The actual DCT algorithm created and used in the app is different to the typical AAN (Arai, Agui, Nakajima) DCT algorithm that's used in JPEG codecs, at least all the ones I've seen.
It's all about doing as little work as possible to achieve the end result. That's why there's so much asm implementation, with carefully chosen NEON instructions for each step.
Think of it as a cross-layer optimization between algorithm and implementation... done by hand. :-)
Really interested in the nuts and bolts - are you optimizing specifically for one quality setting (in which case I'm guessing you could probably do the quantization as part of the dct and throw away some calculations)?
I played with a realtime jpeg compression implementation back in college on transputers (yes I'm that old).
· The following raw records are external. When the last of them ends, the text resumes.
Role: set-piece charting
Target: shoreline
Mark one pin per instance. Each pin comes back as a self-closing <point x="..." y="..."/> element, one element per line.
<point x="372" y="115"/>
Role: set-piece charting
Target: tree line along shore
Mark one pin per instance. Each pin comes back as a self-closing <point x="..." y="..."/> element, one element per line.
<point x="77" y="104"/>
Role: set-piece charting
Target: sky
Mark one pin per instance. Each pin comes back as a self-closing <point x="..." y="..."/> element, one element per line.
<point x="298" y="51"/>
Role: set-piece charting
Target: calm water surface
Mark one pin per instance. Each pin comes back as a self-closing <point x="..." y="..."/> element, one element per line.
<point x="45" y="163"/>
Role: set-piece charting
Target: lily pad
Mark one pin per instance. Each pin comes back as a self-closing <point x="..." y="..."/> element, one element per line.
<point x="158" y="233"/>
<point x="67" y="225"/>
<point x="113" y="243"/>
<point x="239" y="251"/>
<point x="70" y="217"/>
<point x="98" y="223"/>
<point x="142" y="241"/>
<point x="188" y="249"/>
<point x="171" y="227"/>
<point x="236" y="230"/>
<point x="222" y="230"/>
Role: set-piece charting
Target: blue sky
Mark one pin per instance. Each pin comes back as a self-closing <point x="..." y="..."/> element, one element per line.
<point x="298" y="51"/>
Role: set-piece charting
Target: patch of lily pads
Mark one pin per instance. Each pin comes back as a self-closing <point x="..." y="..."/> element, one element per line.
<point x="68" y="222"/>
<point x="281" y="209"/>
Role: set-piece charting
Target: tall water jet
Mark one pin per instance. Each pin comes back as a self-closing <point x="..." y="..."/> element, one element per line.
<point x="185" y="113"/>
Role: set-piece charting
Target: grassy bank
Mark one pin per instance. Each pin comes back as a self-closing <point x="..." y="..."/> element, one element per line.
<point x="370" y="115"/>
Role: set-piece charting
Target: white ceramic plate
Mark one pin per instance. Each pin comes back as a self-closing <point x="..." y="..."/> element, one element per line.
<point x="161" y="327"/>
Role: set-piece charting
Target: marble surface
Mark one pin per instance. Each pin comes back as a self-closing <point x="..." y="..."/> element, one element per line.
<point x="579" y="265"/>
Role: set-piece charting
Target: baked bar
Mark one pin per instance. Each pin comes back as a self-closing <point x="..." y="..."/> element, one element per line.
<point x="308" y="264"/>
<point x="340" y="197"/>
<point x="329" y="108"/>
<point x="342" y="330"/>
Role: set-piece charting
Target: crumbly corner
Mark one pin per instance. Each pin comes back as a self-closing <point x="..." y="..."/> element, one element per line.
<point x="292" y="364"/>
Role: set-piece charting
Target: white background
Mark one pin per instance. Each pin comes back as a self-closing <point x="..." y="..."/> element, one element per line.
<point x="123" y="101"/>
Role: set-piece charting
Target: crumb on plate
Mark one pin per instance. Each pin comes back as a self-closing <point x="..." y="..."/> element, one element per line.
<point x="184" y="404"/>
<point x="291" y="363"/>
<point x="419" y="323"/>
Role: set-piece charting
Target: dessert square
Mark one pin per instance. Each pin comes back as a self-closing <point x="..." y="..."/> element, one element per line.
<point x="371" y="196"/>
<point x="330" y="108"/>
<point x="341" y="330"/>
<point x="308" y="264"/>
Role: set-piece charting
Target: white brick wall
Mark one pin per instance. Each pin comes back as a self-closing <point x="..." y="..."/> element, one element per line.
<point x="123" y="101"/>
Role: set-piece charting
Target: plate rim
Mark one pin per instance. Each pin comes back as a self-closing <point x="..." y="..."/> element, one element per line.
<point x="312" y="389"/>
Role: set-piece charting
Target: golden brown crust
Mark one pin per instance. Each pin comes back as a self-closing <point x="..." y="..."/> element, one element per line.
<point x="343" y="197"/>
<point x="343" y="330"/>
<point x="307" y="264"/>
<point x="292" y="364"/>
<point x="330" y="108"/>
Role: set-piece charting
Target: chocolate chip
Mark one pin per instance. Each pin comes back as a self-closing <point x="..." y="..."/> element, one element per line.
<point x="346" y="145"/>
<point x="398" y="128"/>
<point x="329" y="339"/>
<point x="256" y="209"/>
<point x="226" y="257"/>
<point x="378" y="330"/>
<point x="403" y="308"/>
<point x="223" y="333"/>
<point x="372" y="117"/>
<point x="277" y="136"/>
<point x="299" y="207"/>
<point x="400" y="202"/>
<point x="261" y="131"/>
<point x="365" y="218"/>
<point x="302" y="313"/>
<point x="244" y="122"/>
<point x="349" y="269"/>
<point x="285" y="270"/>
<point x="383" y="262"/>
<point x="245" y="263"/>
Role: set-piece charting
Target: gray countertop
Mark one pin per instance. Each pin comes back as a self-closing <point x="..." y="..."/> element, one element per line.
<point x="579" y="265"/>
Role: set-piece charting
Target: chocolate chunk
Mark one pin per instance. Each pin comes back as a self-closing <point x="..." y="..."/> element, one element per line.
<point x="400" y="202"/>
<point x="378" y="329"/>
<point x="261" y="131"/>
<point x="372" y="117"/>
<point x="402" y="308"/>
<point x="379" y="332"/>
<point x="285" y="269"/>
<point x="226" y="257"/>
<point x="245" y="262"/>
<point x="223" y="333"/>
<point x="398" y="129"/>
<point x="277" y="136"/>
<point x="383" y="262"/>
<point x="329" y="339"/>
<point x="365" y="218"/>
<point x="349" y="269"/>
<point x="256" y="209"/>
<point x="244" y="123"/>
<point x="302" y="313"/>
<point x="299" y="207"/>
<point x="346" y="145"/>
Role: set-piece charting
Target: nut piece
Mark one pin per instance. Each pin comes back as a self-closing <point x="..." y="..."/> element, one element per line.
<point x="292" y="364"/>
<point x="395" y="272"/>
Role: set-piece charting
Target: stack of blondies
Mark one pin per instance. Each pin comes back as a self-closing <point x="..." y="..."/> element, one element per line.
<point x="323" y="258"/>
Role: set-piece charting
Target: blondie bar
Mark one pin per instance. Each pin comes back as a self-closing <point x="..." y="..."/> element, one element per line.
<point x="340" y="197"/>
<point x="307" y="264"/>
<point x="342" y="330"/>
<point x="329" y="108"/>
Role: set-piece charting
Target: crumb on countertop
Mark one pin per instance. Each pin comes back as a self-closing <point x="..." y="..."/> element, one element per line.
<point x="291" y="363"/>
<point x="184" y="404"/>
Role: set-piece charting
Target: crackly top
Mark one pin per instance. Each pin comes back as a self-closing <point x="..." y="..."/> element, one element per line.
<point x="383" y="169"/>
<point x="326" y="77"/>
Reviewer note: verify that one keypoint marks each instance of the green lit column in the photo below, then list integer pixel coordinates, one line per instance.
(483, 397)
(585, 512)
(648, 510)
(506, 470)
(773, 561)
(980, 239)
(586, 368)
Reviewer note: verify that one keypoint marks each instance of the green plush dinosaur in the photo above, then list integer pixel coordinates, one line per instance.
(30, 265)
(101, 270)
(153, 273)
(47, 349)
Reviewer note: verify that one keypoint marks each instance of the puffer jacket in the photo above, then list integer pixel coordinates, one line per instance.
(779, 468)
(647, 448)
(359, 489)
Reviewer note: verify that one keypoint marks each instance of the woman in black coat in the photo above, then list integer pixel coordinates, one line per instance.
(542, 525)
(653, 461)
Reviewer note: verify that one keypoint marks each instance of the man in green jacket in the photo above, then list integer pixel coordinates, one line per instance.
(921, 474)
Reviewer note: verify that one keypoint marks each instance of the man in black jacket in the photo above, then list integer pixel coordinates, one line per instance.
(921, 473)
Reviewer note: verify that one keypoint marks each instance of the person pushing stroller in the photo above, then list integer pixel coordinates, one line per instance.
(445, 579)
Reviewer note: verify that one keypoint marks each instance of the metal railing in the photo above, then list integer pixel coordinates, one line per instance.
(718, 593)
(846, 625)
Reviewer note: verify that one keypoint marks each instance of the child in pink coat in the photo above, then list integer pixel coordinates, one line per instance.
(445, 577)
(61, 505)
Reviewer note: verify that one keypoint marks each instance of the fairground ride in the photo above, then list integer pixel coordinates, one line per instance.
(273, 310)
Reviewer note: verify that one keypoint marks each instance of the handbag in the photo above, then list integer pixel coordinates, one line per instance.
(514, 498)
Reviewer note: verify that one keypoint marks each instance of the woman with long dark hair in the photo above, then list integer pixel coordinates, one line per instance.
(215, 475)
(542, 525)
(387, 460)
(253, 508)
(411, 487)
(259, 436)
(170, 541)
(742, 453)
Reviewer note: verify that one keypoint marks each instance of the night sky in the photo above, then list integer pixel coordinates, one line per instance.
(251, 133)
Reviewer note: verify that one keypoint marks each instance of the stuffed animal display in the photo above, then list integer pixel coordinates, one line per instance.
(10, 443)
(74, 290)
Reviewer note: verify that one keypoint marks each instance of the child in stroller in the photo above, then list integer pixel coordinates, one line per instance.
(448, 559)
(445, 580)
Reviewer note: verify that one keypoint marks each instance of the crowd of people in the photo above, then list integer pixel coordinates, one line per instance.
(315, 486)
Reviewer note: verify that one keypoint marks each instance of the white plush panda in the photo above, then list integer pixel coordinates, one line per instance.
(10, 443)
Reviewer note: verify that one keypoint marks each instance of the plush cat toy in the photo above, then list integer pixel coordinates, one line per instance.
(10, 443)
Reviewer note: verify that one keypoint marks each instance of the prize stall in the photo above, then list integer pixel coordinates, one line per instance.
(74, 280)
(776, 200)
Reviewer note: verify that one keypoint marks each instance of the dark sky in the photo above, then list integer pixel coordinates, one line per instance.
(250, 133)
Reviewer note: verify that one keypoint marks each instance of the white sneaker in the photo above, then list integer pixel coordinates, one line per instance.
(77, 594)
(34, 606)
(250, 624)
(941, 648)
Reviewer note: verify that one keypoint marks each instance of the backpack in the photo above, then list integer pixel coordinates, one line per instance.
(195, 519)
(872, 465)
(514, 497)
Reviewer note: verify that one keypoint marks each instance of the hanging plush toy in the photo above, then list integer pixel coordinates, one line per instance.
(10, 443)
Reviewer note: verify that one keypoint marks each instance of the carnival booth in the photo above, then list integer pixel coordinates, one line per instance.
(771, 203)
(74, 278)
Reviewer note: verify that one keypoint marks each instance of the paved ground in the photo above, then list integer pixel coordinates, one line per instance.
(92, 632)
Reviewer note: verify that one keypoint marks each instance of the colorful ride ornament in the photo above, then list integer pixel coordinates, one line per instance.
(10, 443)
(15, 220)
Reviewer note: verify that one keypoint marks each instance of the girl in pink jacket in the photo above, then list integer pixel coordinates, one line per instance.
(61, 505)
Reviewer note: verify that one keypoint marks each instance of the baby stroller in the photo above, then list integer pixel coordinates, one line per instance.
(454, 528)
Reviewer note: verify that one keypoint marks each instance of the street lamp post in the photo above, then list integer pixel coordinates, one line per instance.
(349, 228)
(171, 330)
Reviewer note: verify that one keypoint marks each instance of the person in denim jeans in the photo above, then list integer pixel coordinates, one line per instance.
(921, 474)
Fun stuff, nice to see there are still places where going right down to the metal can make a real impact on a product...
While SnappyCam has been the most difficult, complex, piece of software I've written since I started coding in my early teens, it's also been one of the most satisfying technically.
I'd love to disclose the many, many optimizations baked in, but as this is a commercial app I must keep much of it as a trade secret.
I will say though that a lot of precomputation was involved, both for the encoder and decoder. Jumped at the chance to avoid computation, memory reads, etc., as much as possible. :-)
That's a cool feat and is a little damning for Accelerate.framework, although the way techcrunch writes it I expected a new kind of fast cosine transform.